The task of transforming Durkheim's sociological perspective into an explanation of poverty in rural areas carries a triple handicap: Durkheim was not concerned with material well-being, he did not conceptualize structures of inequality, and his explanation of the division of labor wasflawed. His late book on religion, however, contains an explanation of institutional innovation which offers a new starting point for understanding formal dimensions such as differentiation and pluralism, and these in turn as they are related to poverty. When these dimensions are combined with technical organization, differences in welfare can be explained. When the summary formula for this combination of structure and technology is compared with those for Marxist and conventional economic explanations, the result is a dramatic contrast between the two materialist theories and a true sociological position.
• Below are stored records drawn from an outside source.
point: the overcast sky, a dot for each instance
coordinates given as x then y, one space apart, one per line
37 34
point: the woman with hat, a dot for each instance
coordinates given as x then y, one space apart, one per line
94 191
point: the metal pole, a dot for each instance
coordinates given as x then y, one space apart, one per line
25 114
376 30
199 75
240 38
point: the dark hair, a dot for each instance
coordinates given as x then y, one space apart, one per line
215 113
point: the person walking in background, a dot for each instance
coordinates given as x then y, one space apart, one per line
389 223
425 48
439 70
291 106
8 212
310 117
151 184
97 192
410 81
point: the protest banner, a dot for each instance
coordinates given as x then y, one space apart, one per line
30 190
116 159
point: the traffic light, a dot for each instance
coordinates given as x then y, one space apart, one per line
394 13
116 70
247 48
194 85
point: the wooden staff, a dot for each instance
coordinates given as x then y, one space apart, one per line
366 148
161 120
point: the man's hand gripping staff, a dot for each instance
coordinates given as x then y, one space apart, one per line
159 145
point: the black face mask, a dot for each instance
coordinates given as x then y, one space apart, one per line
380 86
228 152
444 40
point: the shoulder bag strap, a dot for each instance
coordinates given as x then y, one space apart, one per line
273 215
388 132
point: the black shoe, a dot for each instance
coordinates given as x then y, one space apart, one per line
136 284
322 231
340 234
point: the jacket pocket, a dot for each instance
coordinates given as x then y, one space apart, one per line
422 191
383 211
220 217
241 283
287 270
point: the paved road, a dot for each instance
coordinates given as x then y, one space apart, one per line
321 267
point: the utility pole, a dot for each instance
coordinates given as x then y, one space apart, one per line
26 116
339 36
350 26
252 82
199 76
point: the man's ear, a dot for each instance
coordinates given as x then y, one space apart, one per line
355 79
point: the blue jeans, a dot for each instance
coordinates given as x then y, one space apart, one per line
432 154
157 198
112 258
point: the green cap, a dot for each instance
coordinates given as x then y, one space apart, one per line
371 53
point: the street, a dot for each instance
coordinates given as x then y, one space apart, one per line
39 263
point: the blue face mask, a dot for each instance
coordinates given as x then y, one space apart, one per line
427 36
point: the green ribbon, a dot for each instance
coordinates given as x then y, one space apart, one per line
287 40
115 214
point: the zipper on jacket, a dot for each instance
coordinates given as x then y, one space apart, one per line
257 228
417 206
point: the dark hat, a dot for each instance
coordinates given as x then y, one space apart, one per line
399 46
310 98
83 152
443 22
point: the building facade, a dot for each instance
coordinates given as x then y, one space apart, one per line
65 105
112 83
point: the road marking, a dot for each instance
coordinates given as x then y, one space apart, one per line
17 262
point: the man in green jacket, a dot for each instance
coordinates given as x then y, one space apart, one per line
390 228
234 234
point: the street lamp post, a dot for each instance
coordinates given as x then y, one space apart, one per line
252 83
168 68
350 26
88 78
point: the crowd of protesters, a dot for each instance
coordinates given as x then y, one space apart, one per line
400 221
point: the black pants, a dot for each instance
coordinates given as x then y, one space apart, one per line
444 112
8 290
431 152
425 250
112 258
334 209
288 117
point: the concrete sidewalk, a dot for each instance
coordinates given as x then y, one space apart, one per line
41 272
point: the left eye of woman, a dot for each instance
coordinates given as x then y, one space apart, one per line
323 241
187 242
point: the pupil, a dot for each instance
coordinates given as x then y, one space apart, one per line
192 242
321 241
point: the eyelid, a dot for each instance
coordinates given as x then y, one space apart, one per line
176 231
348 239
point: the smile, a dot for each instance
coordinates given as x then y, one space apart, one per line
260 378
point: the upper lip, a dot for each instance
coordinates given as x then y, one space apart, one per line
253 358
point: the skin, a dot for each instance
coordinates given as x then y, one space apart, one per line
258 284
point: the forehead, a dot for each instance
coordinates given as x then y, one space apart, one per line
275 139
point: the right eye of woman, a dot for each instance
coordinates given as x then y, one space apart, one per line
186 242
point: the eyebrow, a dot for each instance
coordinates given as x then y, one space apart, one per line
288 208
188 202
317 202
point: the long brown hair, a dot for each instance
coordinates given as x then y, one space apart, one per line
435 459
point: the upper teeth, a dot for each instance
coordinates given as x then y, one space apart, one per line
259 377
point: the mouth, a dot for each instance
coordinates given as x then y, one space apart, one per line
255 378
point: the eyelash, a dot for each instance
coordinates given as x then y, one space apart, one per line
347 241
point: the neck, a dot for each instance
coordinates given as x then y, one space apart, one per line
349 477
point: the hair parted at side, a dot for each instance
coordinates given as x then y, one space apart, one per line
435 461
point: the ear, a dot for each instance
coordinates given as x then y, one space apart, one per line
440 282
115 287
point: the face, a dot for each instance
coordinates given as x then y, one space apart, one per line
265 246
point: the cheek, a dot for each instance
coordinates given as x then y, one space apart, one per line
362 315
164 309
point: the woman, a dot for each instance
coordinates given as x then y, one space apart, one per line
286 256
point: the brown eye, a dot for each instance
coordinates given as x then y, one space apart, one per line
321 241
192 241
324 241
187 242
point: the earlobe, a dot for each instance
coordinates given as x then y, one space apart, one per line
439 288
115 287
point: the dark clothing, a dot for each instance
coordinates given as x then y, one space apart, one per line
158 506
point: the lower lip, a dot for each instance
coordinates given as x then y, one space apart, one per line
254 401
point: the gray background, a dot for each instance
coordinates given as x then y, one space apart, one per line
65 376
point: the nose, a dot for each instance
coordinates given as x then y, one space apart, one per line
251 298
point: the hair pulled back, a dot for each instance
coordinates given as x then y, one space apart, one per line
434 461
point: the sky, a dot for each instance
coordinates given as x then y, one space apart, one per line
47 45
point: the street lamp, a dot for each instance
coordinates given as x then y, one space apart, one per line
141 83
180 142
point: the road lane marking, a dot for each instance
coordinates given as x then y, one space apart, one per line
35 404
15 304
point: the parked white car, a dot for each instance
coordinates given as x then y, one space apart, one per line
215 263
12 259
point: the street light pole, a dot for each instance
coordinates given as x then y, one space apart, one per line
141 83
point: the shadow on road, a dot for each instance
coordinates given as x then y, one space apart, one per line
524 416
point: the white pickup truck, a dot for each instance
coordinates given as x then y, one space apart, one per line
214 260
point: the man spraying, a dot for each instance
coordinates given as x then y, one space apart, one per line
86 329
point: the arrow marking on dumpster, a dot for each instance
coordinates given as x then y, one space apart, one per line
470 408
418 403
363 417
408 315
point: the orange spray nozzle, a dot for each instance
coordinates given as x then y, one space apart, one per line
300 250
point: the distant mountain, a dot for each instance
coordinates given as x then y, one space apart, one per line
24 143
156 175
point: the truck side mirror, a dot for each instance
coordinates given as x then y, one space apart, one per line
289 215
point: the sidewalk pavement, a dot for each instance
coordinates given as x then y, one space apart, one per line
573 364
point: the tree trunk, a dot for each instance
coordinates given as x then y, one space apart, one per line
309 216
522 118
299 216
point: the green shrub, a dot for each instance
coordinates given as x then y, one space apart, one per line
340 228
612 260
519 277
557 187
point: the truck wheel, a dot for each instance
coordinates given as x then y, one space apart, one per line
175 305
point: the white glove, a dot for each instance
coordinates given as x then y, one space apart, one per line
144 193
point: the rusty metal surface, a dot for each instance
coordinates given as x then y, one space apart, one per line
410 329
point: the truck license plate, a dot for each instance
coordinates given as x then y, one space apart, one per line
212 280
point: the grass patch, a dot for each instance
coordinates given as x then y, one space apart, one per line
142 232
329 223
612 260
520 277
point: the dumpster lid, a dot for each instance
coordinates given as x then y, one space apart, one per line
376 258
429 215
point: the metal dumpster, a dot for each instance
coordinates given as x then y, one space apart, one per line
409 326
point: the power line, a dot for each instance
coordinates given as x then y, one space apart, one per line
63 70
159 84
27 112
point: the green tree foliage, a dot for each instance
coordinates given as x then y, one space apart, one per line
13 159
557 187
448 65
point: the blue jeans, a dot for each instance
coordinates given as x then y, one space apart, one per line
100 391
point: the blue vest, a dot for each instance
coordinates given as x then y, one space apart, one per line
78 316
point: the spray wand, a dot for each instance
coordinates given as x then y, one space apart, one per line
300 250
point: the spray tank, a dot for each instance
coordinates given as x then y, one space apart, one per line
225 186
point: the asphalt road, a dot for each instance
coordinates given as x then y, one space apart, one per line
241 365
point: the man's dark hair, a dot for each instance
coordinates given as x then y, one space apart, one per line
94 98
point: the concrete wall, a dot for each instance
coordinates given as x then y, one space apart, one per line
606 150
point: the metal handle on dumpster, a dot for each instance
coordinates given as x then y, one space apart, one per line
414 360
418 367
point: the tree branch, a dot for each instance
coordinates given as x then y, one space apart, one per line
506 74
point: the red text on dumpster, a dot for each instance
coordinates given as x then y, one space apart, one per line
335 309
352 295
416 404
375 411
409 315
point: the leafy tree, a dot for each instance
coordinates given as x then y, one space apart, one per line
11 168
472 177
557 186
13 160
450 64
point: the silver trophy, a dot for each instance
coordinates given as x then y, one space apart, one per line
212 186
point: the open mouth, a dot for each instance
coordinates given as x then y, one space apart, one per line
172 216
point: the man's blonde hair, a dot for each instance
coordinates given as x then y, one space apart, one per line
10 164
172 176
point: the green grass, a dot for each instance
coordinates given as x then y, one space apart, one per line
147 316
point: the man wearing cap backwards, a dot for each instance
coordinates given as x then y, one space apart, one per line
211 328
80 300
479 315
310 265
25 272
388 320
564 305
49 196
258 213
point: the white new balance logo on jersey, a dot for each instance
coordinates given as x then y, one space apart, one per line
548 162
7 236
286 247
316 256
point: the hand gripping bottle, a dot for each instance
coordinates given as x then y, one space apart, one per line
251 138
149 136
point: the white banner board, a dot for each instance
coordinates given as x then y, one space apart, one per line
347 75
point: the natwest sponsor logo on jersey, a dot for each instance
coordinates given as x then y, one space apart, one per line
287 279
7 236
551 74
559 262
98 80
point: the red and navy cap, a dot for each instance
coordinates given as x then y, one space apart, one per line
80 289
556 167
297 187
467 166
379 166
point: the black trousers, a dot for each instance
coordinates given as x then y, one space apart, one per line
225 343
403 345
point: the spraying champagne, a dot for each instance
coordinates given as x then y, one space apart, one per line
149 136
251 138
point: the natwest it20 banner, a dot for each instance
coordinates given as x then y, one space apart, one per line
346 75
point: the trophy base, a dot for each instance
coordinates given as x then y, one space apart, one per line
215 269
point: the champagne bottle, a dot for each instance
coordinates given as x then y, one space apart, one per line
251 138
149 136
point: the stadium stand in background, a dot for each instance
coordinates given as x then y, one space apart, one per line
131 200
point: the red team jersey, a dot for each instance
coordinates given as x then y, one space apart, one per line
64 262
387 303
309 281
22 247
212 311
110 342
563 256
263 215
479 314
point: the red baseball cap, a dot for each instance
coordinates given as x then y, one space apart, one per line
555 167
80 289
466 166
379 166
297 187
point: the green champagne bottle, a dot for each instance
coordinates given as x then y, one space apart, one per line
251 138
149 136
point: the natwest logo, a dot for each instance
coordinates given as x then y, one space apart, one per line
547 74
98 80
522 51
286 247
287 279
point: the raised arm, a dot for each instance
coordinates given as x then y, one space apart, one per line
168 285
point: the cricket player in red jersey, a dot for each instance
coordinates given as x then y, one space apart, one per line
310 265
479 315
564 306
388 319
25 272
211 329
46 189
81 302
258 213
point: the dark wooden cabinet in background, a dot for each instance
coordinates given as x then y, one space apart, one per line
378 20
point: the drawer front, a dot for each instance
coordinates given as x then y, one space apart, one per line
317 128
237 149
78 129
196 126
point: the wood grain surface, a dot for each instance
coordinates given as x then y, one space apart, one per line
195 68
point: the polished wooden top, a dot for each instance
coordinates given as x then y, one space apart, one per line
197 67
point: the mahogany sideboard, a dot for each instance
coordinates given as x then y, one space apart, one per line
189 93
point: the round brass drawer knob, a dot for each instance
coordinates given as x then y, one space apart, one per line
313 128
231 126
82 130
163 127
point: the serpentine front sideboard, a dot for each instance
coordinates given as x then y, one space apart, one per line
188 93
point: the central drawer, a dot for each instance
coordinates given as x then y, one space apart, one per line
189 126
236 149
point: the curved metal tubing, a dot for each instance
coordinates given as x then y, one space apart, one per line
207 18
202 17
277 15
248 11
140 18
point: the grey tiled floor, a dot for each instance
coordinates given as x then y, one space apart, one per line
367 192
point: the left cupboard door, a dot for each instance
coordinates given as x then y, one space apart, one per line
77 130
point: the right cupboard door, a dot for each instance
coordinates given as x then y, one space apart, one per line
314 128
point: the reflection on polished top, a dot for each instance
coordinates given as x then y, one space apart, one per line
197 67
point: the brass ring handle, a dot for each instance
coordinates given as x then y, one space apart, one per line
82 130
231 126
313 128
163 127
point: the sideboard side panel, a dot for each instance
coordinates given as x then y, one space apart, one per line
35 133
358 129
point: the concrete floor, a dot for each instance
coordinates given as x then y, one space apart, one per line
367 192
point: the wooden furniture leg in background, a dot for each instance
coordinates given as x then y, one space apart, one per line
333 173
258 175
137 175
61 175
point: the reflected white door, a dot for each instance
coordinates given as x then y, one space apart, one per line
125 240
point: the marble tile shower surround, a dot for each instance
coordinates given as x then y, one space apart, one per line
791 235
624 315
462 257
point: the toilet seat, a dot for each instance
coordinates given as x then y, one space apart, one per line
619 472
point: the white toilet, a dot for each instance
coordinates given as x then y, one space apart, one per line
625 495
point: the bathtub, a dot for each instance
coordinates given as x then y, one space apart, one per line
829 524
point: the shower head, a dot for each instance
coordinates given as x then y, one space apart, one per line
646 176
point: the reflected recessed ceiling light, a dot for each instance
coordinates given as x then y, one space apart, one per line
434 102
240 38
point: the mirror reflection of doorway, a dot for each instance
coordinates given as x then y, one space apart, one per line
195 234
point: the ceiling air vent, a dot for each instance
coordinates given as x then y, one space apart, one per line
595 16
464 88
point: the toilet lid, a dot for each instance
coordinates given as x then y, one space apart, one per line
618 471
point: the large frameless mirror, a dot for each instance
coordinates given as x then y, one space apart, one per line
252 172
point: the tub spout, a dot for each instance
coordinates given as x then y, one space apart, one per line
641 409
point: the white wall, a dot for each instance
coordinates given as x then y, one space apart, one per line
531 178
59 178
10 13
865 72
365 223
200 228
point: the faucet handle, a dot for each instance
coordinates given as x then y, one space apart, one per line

Despite a century of commentary, exegesis, and creative elaborations of Durkheim's thought, we do not yet have a Durkheimian explanation of development-that is, a theory of social change which tells why the welfare of some populations is greater than that of others. Such a specification is a reasonable challenge for a perspective that claims to be general. Some scholars would argue that Durkheim's analysis of the transition to a modem form of societal organization could be converted to a theory of development, but that is doubtful, as I will show below. What is possible, I argue, is a recombination of concepts and principles associated with the process of social creativity that Durkheim conceptualized in The Elementary Forms of the Religious Life ([1912] 1954). From this starting point a truly adequate explanation of development can be formulated.